What I found interesting is to have a look at the way the database engine parallelize the loads. By the way, if you are asking yourself how the data is loaded, it is done with a simple SQL statement like “INSERT /*+ append enable_parallel_dml */ INTO “TPCDS1″.”CATALOG_RETURNS” SELECT * FROM COPY$RD0ZOZY5DB25HSH0CB24”. For that purpose, for every load, I generated a real-time SQL monitoring report for the INSERT statement. Here is, for each of them, the information about the parallel execution:
- 2 CPU cores – DOP 4, one instance involved
- 4 CPU cores – DOP 8, one instance involved
- 8 CPU cores – DOP 16, one instance involved
- 16 CPU cores – DOP 32, one instance involved
- 32 CPU cores – DOP 64, two instances involved (distribution of parallel execution processes: 32/32)
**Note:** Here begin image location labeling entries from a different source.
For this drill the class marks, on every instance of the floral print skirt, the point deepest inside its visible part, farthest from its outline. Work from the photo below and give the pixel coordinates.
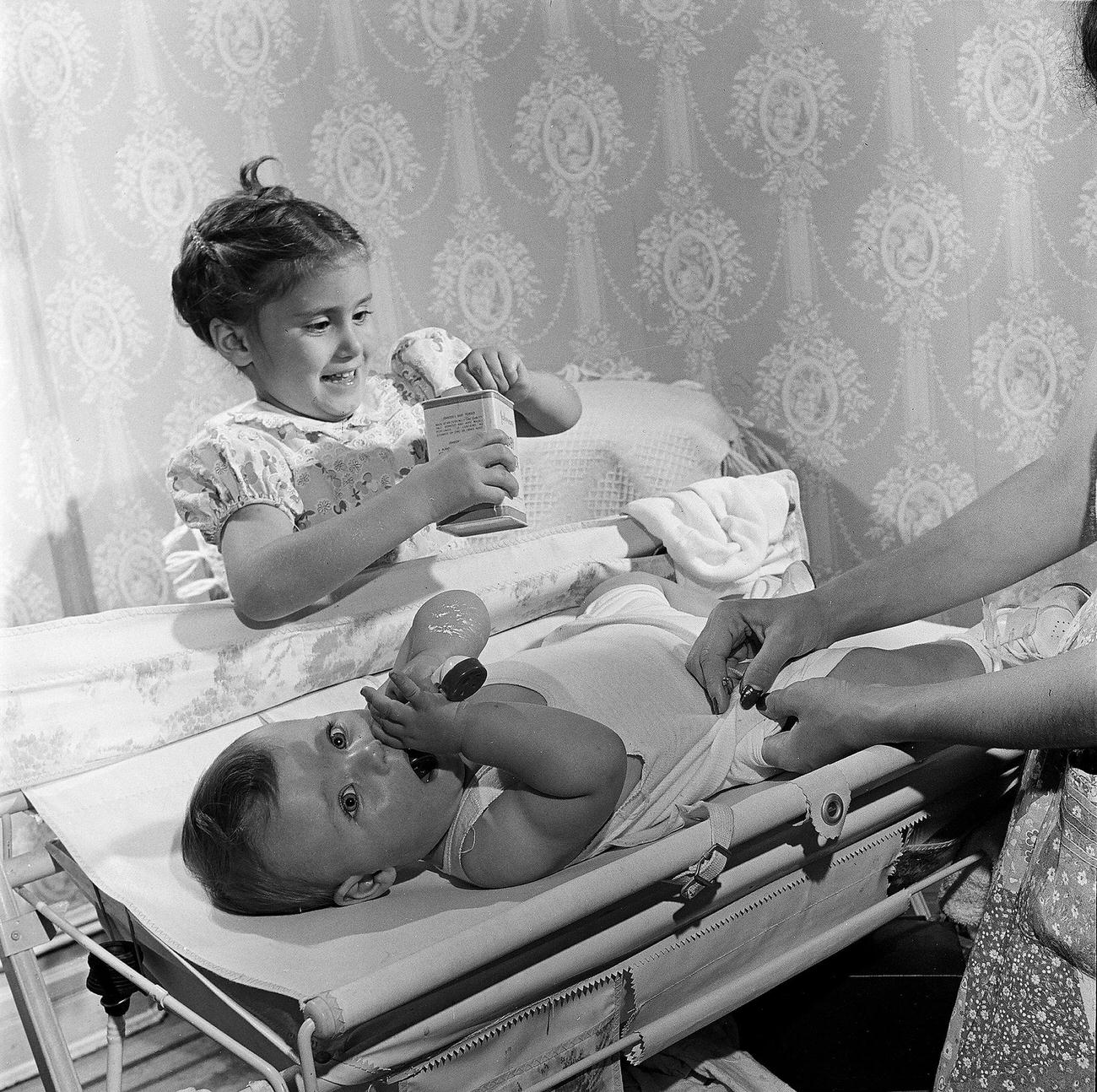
(1024, 1019)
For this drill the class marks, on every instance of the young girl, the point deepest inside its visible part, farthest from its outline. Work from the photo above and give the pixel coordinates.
(324, 472)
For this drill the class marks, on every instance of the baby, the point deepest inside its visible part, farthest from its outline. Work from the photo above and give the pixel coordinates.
(595, 738)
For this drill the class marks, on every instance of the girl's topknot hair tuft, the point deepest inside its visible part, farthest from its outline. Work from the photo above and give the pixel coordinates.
(252, 246)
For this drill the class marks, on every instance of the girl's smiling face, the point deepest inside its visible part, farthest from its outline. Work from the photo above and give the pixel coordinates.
(347, 803)
(306, 351)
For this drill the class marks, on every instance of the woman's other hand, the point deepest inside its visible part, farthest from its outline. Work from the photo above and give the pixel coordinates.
(772, 631)
(826, 719)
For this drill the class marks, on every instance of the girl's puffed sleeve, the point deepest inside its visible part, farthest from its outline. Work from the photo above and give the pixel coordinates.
(423, 364)
(222, 471)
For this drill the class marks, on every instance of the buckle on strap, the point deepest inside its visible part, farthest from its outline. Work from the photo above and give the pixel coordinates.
(702, 878)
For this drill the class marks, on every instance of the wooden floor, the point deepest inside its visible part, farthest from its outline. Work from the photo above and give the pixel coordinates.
(171, 1056)
(164, 1058)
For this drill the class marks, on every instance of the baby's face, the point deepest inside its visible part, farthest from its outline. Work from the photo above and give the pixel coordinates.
(348, 804)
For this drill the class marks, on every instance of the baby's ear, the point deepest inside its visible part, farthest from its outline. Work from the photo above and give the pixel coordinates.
(230, 342)
(363, 888)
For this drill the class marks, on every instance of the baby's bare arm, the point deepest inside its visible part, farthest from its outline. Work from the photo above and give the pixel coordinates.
(570, 771)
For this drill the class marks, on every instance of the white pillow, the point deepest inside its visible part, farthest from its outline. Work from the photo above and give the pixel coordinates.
(636, 438)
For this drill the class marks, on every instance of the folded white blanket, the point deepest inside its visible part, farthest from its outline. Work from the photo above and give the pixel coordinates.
(727, 532)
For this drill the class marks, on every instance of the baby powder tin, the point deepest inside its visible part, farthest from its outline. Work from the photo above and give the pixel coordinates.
(454, 419)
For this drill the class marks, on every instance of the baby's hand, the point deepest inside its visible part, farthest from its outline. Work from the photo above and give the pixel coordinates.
(415, 718)
(494, 370)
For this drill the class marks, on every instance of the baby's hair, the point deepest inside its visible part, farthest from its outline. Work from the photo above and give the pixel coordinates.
(251, 247)
(225, 818)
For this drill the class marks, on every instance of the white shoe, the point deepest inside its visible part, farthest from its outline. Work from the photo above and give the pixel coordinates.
(797, 579)
(1035, 630)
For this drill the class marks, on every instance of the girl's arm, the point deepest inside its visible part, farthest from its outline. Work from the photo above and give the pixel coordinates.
(551, 406)
(1046, 704)
(544, 404)
(274, 570)
(571, 770)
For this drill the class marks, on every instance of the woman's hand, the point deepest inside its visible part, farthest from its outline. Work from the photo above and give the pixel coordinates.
(413, 718)
(494, 370)
(827, 718)
(772, 631)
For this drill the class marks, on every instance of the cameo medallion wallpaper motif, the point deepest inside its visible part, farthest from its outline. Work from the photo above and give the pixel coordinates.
(867, 226)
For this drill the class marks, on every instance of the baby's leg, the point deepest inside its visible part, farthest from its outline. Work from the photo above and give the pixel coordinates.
(450, 624)
(688, 599)
(935, 662)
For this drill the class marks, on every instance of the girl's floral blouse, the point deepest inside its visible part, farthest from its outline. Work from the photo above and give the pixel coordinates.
(311, 470)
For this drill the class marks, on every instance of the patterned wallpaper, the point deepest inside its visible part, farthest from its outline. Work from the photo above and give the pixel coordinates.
(869, 226)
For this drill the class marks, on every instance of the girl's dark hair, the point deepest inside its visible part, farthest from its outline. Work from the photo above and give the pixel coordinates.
(225, 819)
(251, 247)
(1087, 40)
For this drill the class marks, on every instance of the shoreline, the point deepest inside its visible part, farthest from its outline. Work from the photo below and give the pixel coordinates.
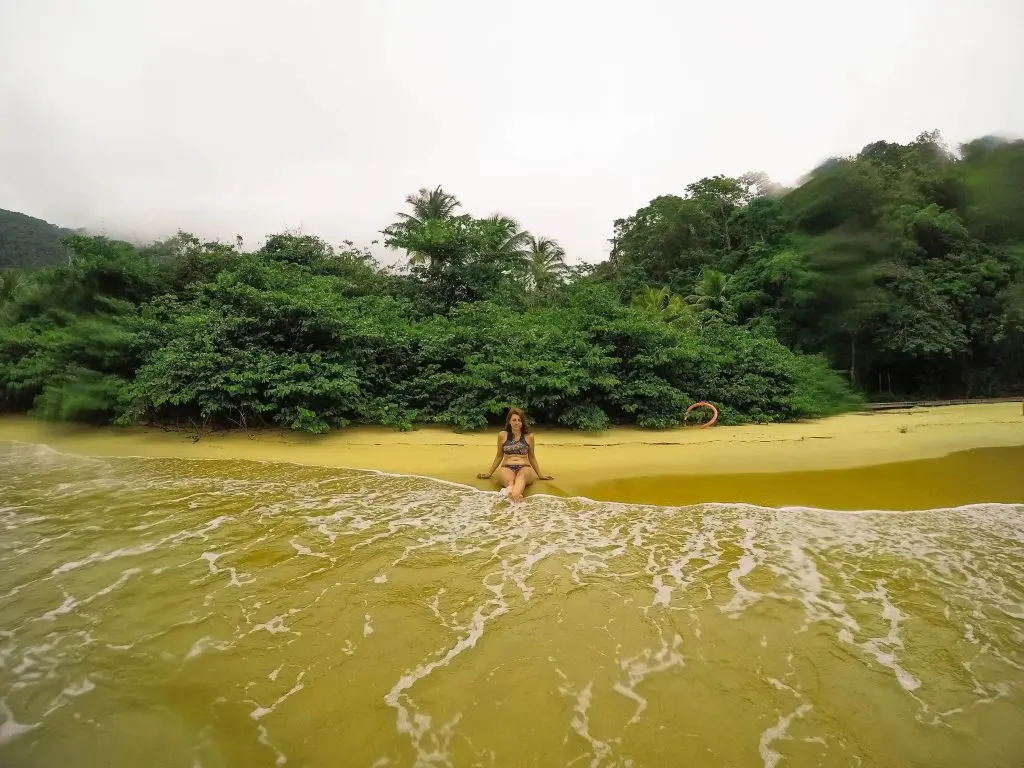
(770, 464)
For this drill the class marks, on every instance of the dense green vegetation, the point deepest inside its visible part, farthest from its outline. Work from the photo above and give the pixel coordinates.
(28, 243)
(901, 268)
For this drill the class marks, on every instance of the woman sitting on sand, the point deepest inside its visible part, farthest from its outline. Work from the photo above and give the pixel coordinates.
(515, 454)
- 64 CPU cores – DOP 128, three instances involved (distribution of parallel execution processes: 43/43/42)
As you can see:
- The database engine selects a DOP which is two times the number of allocated CPU cores.
- Up to a DOP of 32, all parallel execution processes are started on the same instance (5) as the query coordinator.
- With a DOP of 64, half of the parallel execution processes are started on instance 5 and the other half is started on instance 8.
- With a DOP of 128, one third of the parallel execution processes are started on instance 5, another third on instance 7, and the others on instance 8.
- Since the processing is CPU bound and that the number of involved parallel execution processes is two times the number of allocated CPU cores, the Resource Manager kicks in. As a result, a lot of time was spent on the “resmgr: cpu quantum” wait event.
The last test I did was loading the full 1TB of data. The PL/SQL code I used was similar to the one used for the CATALOG_RETURNS table. The only major difference is an additional loop to process all tables/files. With 32 CPU cores allocated, the load took 67 minutes.
In summary, the loads scale well with an increasing number of CPU cores. But, be careful, because of the high DOP, they can also use all CPU resources of the service. It is therefore essential to start them wisely. E.g. by associating them with a sensible Resource Manager group.